Building on the literature review, LINEup conducted a comprehensive desk research to identify existing national and regional longitudinal datasets on student learning outcomes at the primary and secondary education levels (ISCED 1, 2, 3).
The mapping covers 32 countries: the 27 EU Member States, three European Economic Area (EEA) associated countries (Iceland, Liechtenstein, and Norway), Switzerland and the United Kingdom. To enrich the comparative perspective, selected practices from the United States – where some of the most advanced examples exist – were also reviewed.
The mapping followed a funnel strategy, based on a shared theoretical and methodological framework:
- An expert questionnaire sent to over 300 stakeholders across 28 countries;
- Structured web searches to collect specific information on existing longitudinal data;
- Analysis of the retrieved datasets against predefined inclusion criteria, with documentation through a standardised online form capturing metadata on structure, coverage, outcomes, background variables, and accessibility.
Overall, the mapping highlights wide disparities in availability, structure, and quality of longitudinal data
in Europe.
Key findings:
- Out of 229 datasets identified, 104 met the inclusion criteria, spanning 24 of the 32 countries.
- Most countries in Western and Northern Europe have at least one eligible dataset, often stemming
from well-established administrative systems or long-standing student assessments. In contrast,
several countries in Central and Eastern Europe have no eligible datasets, reflecting more limited investments in longitudinal data infrastructure and/or lower levels of data accessibility. - Datasets vary in design: survey-based (47%), administrative (19%), or hybrid (34%). Surveys and hybrids provide richer contextual information, while administrative data often offer broader coverage and longer time spans.

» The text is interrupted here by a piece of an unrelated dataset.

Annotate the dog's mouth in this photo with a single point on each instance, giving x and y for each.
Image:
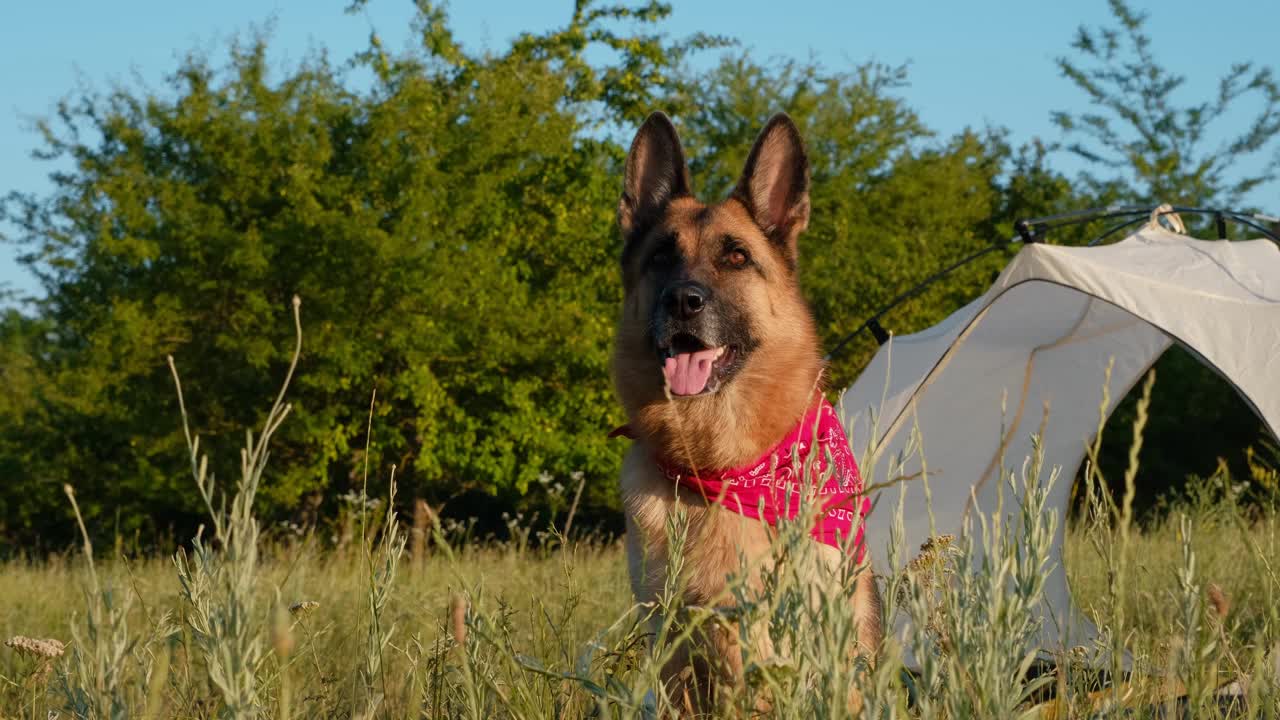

- Data access is limited: only 11% of datasets are open, while nearly half require formal
authorisation. Linkability across data sources is uneven and concentrated in countries with strong
administrative systems. - Longitudinal coverage ranges from 2 to 14+ years, with many datasets focusing on key transition points (grades 8–10). About 30% start in pre-primary, but full tracking across compulsory schooling is rare.
- Most datasets include literacy and numeracy outcomes, while non-cognitive skills, science, languages, and teacher/school-level variables are often missing or inconsistently reported.
The results underpin the development of the LINEup Education Data Explorer, an online platform to support dataset discovery and use by researchers and educational stakeholders. They also provide the empirical basis for the upcoming Feasibility Study on data harmonisation (January 2026), which will assess the potential for cross-country comparison and explore whether approaches such as the Luxembourg.
Income Study can be adapted to education data.